J'ai failli mentir, mais ils auraient peut-être voulu le rencontrer, et ça aurait été pire!

— Il est parti à la pêche, a précisé Pierre. Il revient demain.

— Il laisse Octave seul? Il n'était même pas là pour l'accueillir. Je n'aime pas ça, a fait grand-maman.

Il y aurait des choses qu'elle aimerait en­core moins durant les prochaines heures!

Chapitre 6 La proposition de John

Parmi les choses que ma grand-mère n'aurait pas appréciées, il y avait la pro­position que John nous avait faite sur la plage: prendre du crack. Ça, j'étais certaine que mes parents n'auraient pas aimé non plus. Ni ceux de Pierre. Ni moi d'ailleurs.

Du crack! Je ne savais pas si tout ce qu'on racontait sur cette nouvelle drogue était vrai, mais je n'avais pas follement envie de vérifier. J'avais regardé un repor­tage à la télévision à Montréal et j'étais en Floride depuis à peine une journée que j'avais déjà vu deux flashes spéciaux à un réseau américain.

C'était plutôt inquiétant, même en sup­posant que les journalistes exagèrent un peu. On prétendait qu'un «sujet» (genre adolescent) est dépendant du crack après quelques prises, et parfois même une seule! Autrement dit, le crack serait pire que l'hé­ roïne et la cocaïne. Et cent fois plus dange­reux que le haschich ou la marijuana! Mais beaucoup moins cher!

L'offre de John ne m'emballait pas du tout. J'ai regardé Pierre qui se concentrait un peu trop sur son saxophone, comme s'il voulait éviter de lui répondre. Il appuyait sur une touche, puis sur une autre, portait le bec à ses lèvres, posait l'instrument, le reprenait.

— Alors? a demandé Tonio. Ça vous tente?

Est-ce qu'il attendait notre bénédiction pour essayer?

J'ai haussé les épaules:

— Chacun fait ce qu'il veut. Moi, ça ne me dit rien. J'aime mieux ramasser des co­quillages.

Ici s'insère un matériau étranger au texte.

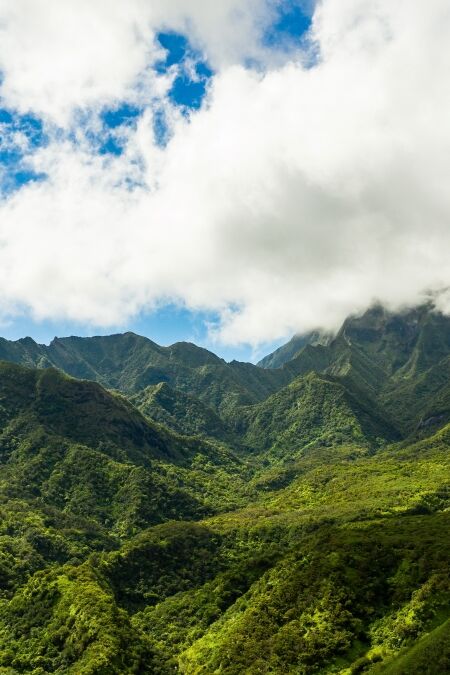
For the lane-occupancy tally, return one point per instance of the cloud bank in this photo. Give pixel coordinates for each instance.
(296, 194)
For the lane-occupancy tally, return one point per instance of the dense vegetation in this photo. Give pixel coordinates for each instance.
(204, 517)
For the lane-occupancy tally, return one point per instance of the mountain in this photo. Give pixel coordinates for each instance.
(129, 363)
(182, 413)
(313, 411)
(288, 351)
(74, 446)
(172, 513)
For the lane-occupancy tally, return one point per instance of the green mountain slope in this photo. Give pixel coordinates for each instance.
(302, 525)
(71, 445)
(313, 411)
(129, 363)
(182, 413)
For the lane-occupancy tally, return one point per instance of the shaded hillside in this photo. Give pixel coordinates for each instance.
(74, 446)
(313, 411)
(344, 571)
(129, 363)
(400, 360)
(182, 413)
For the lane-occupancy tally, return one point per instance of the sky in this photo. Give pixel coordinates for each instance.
(227, 172)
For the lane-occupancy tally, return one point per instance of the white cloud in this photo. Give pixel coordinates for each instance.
(294, 197)
(60, 55)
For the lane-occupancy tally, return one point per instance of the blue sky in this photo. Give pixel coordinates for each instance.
(23, 134)
(272, 162)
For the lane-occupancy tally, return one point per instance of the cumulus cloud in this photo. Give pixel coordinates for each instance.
(294, 196)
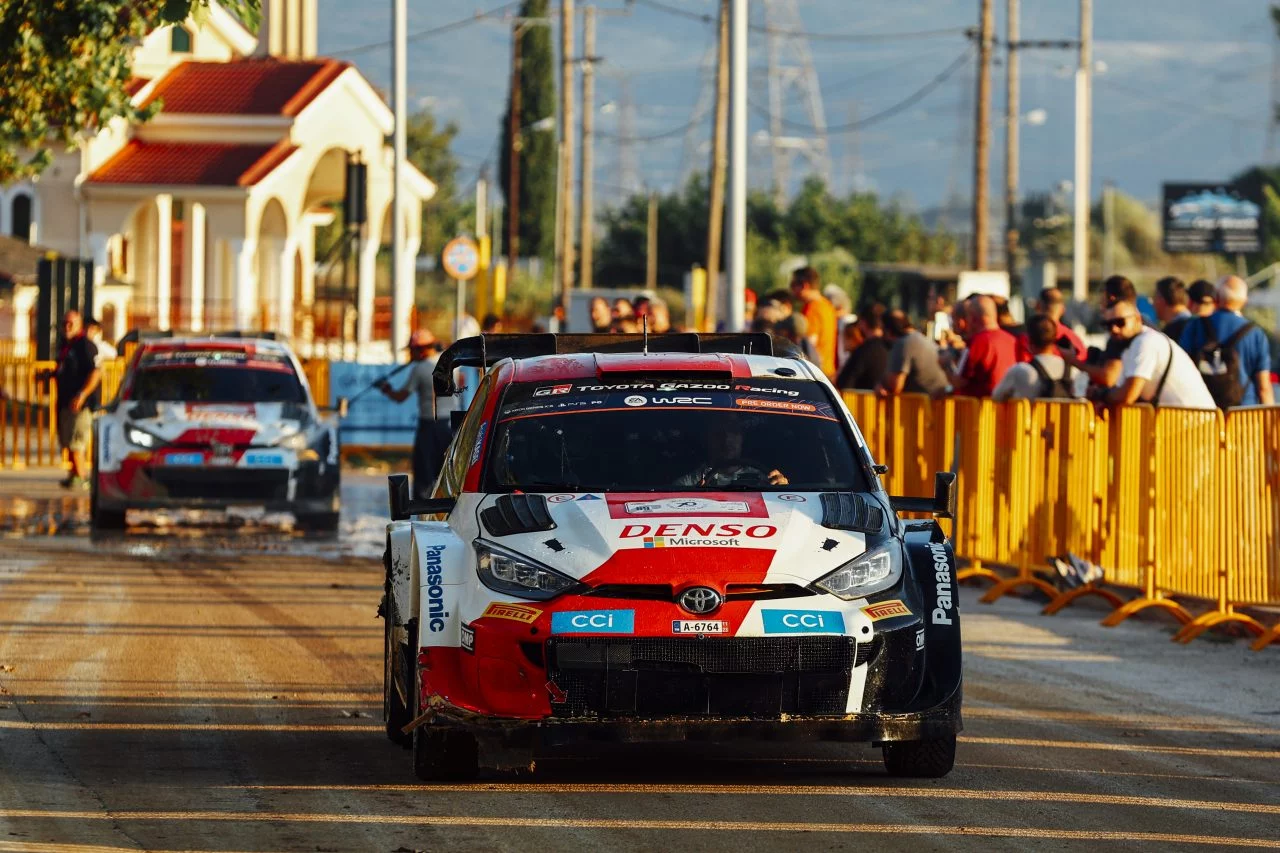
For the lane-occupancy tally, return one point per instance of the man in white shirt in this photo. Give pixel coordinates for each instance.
(1152, 369)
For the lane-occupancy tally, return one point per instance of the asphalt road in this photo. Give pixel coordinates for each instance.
(219, 689)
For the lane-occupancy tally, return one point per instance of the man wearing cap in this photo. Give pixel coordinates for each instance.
(432, 434)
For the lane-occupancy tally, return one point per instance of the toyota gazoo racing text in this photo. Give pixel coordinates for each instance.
(215, 423)
(652, 546)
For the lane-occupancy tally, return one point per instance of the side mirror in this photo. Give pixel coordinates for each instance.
(402, 506)
(942, 503)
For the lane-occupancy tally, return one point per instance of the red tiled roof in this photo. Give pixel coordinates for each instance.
(246, 86)
(192, 163)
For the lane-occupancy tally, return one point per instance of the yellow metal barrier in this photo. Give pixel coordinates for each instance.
(1173, 502)
(28, 434)
(318, 377)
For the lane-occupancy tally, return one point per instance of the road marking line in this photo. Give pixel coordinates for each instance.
(970, 710)
(186, 726)
(1125, 747)
(796, 790)
(627, 824)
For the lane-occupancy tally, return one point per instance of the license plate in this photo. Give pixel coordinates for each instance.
(699, 626)
(184, 459)
(264, 459)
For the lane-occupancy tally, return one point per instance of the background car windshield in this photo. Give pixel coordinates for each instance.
(658, 436)
(216, 384)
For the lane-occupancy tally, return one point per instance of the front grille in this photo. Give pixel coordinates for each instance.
(260, 486)
(666, 592)
(750, 676)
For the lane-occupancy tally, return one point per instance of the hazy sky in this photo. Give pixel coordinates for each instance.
(1183, 92)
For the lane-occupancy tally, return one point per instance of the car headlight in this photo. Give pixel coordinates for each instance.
(140, 437)
(513, 574)
(869, 573)
(293, 441)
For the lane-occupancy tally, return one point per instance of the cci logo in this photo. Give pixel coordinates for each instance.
(803, 621)
(594, 621)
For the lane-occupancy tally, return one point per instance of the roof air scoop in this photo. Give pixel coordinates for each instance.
(850, 511)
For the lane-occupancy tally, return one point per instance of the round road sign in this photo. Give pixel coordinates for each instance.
(461, 259)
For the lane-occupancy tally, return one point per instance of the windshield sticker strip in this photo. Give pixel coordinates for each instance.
(648, 505)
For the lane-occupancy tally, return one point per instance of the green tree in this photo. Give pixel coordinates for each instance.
(430, 149)
(65, 64)
(536, 201)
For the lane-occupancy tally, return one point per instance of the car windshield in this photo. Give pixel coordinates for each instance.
(666, 434)
(216, 377)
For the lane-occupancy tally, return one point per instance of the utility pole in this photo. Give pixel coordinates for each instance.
(1083, 142)
(650, 265)
(735, 264)
(720, 133)
(515, 135)
(982, 137)
(1107, 228)
(1011, 119)
(566, 159)
(402, 283)
(586, 233)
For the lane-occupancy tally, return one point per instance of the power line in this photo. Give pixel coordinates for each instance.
(823, 36)
(888, 112)
(663, 135)
(426, 33)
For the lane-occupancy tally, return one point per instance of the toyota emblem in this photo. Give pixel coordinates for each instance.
(700, 600)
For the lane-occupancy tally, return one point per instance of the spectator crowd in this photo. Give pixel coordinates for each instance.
(1205, 354)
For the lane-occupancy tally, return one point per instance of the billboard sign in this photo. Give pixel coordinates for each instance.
(1203, 218)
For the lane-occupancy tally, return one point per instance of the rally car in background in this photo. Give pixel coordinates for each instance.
(211, 423)
(676, 537)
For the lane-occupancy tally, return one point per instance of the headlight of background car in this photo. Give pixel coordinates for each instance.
(138, 437)
(871, 573)
(513, 574)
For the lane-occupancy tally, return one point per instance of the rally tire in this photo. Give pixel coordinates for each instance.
(444, 755)
(316, 521)
(394, 714)
(932, 758)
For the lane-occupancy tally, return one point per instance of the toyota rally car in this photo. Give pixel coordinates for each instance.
(211, 423)
(677, 537)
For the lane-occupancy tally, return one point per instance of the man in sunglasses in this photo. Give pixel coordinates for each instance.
(1152, 368)
(77, 379)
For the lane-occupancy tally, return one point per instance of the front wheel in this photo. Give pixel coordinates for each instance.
(931, 758)
(101, 519)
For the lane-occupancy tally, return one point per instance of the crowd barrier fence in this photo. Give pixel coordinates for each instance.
(1178, 505)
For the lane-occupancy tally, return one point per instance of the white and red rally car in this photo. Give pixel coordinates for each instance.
(211, 423)
(666, 538)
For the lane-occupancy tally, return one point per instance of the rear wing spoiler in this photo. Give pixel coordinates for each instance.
(485, 350)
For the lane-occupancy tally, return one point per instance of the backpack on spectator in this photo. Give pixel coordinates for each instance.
(1052, 388)
(1220, 365)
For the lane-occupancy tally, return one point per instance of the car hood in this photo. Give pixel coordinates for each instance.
(686, 538)
(231, 423)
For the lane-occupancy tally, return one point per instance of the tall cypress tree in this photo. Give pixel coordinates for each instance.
(536, 200)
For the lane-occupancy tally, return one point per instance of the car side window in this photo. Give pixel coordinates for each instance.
(464, 443)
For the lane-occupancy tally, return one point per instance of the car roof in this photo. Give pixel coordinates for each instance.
(599, 365)
(228, 345)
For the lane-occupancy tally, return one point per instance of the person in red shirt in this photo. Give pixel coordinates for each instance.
(819, 314)
(991, 351)
(1052, 305)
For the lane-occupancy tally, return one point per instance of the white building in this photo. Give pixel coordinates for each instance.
(209, 210)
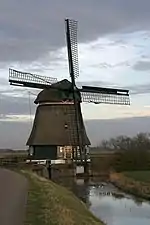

John a répété «coquillages, coquillages», puis il a regardé Maia et Tonio et dit cette fois:

— Shells?

Et il a éclaté de rire.

— Qu'y a-t-il de si drôle? ai-je deman­dé, mécontente.

— Rien, a dit Octave d'un air embarrassé.

— Ifs not expensive! a repris John. For thefirst time, ifsfreeforyou.

— No, thanks...

Il s'est tourné vers Pierre et lui a fait la même offre. Pierre a haussé les épaules comme s'il hésitait. Je lui ai secoué le bras:

— Es-tu fou? Tu ne vas pas prendre du crack?

Maia s'était approchée de l'autre côté:

— Tu pourrais essayer... On pourrait es­sayer ensemble. O.K., Pierre?

J'ai explosé:

— Prends-en si tu veux, mais nous, on vous le laisse!

— Mais juste une fois! a plaidé Pierre. Une petite, minuscule, infinitésimale fois!

— Tu peux aussi te jeter du pont Jacques-Cartier juste une fois pour voir ce que ça fait!

— Je vais réfléchir, a dit lentement Pierre à ses copains. Ce soir, on était censés jouer! Où sont vos instruments?